Does Cremation Mean I Can't Have a Funeral?

Does cremating a loved one mean you're rejecting a traditional funeral?

Man & woman viewing the deceased
Does choosing to cremate a loved one mean you can't hold a funeral?. Photo © Design Pics/Leah Warkentin/Getty Images

There are many reasons why American families increasingly choose cremation for themselves or a loved one after a death occurs, but many people think that cremating a loved one means they cannot also hold a meaningful funeral, with or without the body present. This article explains why cremation, burial and other forms of final disposition are not the same thing as a funeral, and whether selecting cremation prevents you from holding a funeral beforehand or afterward.

Final Disposition vs. Funeral Services

Most people find the subject of death uncomfortable because it's rarely easy to contemplate the forever-loss of someone we love (or our own mortality, for that matter).
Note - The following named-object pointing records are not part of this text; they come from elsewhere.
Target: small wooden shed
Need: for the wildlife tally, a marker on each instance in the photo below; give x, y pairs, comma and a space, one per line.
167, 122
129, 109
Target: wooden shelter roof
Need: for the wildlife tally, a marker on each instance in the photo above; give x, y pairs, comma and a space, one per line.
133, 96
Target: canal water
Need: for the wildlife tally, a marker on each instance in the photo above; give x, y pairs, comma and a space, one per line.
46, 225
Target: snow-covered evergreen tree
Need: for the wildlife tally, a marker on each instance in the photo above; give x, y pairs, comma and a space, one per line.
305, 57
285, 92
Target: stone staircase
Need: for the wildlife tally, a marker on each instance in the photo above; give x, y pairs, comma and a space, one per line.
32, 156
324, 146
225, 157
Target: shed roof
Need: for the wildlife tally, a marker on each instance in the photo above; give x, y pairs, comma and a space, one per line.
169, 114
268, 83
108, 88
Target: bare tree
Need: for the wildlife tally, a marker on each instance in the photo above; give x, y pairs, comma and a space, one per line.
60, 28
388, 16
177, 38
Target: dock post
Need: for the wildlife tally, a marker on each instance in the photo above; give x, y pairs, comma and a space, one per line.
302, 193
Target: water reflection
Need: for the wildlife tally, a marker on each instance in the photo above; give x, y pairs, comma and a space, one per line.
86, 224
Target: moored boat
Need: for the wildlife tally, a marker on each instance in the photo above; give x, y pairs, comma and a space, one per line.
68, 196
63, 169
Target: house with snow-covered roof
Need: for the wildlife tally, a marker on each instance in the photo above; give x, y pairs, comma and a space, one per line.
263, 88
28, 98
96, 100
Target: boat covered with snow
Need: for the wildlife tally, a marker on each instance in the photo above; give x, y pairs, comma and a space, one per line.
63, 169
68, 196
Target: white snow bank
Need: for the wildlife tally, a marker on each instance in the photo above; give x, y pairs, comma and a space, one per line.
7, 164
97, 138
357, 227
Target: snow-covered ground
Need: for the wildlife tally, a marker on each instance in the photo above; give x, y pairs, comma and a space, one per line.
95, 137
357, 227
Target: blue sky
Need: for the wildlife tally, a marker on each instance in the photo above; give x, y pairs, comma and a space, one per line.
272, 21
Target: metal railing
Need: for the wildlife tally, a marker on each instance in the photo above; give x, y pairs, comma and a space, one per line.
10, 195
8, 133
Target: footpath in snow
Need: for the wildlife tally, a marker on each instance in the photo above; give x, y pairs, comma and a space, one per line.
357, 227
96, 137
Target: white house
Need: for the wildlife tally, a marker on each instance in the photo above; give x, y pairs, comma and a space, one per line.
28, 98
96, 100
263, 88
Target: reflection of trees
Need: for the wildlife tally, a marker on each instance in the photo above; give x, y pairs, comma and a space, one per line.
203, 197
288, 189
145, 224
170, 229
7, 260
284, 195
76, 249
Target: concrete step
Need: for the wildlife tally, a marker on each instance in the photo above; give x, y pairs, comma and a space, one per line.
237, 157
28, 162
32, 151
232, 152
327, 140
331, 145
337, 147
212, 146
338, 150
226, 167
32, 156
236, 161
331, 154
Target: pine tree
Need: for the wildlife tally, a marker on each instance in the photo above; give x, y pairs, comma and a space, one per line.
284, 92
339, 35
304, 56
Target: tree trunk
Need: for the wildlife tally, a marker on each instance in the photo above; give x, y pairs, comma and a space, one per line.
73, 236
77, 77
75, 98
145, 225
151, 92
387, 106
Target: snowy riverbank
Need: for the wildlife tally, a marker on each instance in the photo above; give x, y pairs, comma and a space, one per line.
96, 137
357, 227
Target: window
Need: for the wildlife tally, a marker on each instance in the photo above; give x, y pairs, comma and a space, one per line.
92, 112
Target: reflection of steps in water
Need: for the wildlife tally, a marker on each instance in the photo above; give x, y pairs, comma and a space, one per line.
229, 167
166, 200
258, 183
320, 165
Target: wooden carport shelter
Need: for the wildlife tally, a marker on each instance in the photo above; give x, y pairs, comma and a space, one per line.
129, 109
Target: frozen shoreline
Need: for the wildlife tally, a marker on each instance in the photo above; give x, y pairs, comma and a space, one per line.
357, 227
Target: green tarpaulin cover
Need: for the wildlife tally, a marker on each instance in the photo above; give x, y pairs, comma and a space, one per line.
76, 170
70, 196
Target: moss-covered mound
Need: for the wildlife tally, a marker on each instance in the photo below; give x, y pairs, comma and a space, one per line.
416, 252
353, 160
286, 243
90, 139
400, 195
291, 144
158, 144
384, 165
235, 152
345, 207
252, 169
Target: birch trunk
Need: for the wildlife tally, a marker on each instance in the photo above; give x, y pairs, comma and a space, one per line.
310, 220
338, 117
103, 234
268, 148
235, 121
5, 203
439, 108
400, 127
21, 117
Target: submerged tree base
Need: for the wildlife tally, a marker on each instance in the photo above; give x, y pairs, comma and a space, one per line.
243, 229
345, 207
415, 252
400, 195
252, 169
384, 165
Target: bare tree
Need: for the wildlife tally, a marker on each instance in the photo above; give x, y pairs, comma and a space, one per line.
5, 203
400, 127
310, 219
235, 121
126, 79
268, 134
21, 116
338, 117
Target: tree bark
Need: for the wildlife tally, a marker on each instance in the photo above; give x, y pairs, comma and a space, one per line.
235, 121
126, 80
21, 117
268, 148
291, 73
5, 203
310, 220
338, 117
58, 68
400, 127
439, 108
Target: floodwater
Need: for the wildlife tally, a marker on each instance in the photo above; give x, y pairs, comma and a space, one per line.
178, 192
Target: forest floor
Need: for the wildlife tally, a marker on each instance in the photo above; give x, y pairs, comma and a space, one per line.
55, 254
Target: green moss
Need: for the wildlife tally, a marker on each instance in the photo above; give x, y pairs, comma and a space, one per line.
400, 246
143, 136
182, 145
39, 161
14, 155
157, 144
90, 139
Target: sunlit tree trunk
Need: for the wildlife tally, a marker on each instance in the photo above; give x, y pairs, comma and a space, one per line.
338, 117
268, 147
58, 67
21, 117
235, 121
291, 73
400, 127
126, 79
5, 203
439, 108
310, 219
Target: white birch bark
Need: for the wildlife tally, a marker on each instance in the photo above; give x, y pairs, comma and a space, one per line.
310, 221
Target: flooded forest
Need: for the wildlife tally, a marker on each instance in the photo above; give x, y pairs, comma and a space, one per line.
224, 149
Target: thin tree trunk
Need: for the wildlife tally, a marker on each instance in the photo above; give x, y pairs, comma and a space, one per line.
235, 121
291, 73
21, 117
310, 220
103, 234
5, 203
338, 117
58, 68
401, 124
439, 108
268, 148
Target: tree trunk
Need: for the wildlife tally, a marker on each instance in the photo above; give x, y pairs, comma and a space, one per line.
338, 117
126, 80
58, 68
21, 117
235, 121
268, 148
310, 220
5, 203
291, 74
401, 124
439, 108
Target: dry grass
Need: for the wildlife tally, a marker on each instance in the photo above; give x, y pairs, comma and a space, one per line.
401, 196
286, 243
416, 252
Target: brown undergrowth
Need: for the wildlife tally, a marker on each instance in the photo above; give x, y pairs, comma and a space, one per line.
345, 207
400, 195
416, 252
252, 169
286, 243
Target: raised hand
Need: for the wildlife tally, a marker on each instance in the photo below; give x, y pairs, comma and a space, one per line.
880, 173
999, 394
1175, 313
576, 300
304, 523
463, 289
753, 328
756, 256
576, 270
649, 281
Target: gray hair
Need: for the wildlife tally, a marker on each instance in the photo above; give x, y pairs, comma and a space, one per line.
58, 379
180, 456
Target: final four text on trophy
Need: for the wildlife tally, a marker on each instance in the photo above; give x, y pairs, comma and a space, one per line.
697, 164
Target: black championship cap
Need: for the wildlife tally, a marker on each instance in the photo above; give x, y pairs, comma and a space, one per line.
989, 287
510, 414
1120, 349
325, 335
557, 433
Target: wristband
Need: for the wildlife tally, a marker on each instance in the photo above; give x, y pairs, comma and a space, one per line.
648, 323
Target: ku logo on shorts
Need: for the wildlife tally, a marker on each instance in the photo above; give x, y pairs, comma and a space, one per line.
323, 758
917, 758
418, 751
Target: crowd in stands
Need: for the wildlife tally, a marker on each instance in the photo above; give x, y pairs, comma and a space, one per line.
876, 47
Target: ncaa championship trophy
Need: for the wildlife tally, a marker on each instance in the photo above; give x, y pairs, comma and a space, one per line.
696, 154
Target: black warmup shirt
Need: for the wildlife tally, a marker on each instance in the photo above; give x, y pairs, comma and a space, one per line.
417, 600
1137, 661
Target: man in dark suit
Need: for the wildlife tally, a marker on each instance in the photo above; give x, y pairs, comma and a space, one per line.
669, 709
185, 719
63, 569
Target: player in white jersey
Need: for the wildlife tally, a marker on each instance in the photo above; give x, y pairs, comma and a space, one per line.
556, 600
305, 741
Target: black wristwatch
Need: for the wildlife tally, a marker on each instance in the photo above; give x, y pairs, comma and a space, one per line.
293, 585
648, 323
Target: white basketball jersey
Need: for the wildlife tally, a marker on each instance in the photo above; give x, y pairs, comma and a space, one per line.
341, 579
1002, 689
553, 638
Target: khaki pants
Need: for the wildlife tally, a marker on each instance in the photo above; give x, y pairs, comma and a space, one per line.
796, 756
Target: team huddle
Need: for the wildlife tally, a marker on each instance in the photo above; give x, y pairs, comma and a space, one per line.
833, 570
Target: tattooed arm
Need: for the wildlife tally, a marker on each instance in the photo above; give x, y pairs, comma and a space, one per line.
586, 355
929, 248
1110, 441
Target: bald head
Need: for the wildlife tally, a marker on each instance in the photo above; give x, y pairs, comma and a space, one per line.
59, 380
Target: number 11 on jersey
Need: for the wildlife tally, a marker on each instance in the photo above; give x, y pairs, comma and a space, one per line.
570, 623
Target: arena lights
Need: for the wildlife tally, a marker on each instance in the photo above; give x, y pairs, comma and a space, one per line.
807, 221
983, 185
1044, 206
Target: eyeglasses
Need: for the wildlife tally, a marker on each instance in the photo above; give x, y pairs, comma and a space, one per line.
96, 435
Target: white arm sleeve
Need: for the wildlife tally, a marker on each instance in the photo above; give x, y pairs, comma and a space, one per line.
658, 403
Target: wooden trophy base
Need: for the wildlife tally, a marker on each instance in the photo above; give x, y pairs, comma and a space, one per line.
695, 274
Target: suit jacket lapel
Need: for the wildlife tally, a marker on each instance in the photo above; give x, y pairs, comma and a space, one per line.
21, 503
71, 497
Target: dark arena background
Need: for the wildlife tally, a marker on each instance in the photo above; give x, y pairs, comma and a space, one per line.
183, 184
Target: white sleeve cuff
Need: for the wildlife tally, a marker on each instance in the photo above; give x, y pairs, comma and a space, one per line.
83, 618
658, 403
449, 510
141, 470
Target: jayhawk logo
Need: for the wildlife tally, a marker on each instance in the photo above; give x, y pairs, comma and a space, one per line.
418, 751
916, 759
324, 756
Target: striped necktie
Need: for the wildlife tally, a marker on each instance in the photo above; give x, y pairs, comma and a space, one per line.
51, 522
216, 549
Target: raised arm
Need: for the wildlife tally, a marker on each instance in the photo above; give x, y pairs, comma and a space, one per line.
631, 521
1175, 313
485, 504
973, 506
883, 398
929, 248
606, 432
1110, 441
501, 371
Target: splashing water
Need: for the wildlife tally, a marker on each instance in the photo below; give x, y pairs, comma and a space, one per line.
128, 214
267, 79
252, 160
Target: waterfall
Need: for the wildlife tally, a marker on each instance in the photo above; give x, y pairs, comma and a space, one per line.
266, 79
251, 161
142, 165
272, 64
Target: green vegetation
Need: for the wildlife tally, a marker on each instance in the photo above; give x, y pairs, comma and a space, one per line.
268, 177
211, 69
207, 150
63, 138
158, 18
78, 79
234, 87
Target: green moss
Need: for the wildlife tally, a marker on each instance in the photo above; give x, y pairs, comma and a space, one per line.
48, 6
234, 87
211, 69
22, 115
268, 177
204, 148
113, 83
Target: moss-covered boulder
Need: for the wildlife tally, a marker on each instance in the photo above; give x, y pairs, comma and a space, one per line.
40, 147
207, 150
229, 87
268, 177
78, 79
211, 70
The very notion of losing our mother or father, a child, a close friend or anyone else we love proves mentally and emotionally painful, and we tend to quickly dismiss such unhappy thoughts.

Consequently, people might not realize there's a difference between the final disposition of the deceased and the funeral service itself. In other words, they are not the same thing. In North America, the "traditional funeral" has proven the preferred form of a funeral for so many decades that when we hear the word "funeral," we automatically tend to associate it with the casketed, ground burial of the deceased in a cemetery, preceded by a wake/visitation and a funeral ceremony.

But a "funeral" as we generally think of it actually involves TWO important functions: What to do with the deceased's physical remains (the form of final disposition); and how to honor, remember and even celebrate the life and memory of the person who died (the form of the funeral).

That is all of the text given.